What are different ways to impute missing values for a feature? 

  • Mean Imputation: Replace the missing values with the mean of the non-missing observations. If the data is non-symmetric, the median value can be imputed instead. Depending on the nature of the data, this might not be the best approach if the data is not missing completely at random, as it ignores the correlation structure between features. 
  • Mode Imputation: Replace the missing values with the most frequently occurring value from the non-missing observations. This is kind of an analog to mean imputation for categorical features but would face the same issues if there is a systemic nature to the missingness.

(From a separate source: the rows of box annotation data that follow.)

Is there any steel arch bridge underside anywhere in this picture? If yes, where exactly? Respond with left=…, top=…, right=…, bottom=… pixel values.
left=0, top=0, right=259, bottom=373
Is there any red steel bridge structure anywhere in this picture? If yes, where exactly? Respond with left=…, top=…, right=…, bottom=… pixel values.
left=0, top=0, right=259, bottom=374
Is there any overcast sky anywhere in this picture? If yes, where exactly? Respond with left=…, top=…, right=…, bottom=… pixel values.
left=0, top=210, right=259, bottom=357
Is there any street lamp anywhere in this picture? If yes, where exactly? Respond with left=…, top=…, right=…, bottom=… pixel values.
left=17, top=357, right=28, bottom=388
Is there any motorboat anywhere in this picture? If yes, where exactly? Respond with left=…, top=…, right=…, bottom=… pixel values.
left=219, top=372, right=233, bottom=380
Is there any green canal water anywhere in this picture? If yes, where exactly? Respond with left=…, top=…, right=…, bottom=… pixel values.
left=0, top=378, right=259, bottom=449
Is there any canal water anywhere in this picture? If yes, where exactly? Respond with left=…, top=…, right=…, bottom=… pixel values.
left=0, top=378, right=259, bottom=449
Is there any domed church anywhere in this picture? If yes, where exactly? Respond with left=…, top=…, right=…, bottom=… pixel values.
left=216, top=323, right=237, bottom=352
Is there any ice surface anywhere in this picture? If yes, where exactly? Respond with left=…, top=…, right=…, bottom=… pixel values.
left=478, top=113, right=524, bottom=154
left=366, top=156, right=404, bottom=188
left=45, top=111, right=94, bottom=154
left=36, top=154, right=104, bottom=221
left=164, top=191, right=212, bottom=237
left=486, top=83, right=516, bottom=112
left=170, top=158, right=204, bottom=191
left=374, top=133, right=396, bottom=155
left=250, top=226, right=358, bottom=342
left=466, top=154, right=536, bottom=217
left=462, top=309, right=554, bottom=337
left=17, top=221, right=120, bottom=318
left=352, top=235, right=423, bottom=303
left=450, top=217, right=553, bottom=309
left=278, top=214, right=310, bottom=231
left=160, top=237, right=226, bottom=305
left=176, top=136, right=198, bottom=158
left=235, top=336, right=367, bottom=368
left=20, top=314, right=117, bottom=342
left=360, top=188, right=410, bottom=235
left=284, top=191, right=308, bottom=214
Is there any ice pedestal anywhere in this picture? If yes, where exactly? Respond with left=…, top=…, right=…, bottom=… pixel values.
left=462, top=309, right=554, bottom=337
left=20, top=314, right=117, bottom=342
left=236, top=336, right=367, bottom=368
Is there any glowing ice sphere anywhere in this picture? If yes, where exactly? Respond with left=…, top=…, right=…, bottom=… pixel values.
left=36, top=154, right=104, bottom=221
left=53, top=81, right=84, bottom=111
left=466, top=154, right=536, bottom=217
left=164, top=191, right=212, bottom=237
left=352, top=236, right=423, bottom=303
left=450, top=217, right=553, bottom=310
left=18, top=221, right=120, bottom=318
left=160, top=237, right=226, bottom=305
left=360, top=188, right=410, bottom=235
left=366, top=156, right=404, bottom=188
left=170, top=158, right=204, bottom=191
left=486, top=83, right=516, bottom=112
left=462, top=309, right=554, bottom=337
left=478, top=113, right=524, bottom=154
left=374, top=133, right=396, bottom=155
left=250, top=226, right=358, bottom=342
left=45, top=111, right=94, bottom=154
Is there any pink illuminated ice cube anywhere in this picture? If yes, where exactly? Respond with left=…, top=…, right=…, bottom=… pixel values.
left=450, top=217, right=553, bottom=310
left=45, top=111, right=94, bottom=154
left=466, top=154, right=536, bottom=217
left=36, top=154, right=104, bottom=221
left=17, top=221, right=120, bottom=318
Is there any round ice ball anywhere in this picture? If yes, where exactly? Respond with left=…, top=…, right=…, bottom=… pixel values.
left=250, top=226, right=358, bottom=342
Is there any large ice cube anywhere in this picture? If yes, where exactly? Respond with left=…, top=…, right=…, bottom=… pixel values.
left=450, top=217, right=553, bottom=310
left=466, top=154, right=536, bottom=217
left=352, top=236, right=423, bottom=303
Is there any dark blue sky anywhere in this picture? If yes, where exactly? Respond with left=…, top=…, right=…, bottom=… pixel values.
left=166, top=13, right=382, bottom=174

  • Extreme Value Imputation: Replace the missing values with an arbitrary value located at the far end of the distribution of the feature, for example 999. This would not be a recommended approach for a linear model but sometimes works well with decision tree algorithms, as if there is predictive power of the missingness, a decision tree would be able to utilize the extremity of the coding to harness that predictability. 
  • Nearest Neighbor Imputation: Replace the missing values with the average of the observation’s k-nearest neighbors. Unlike simple mean or mode imputation, this approach does account for the correlation structure of the features; however, it can be sensitive to outliers and is more time consuming on large datasets. 
  • Expectation-Maximization: Use the iterative EM algorithm to impute missing observations using the “most likely” values based on the complete observations. Like Nearest Neighbor Imputation, this approach accounts for the correlation structure of the data however is more difficult to implement in standard software packages.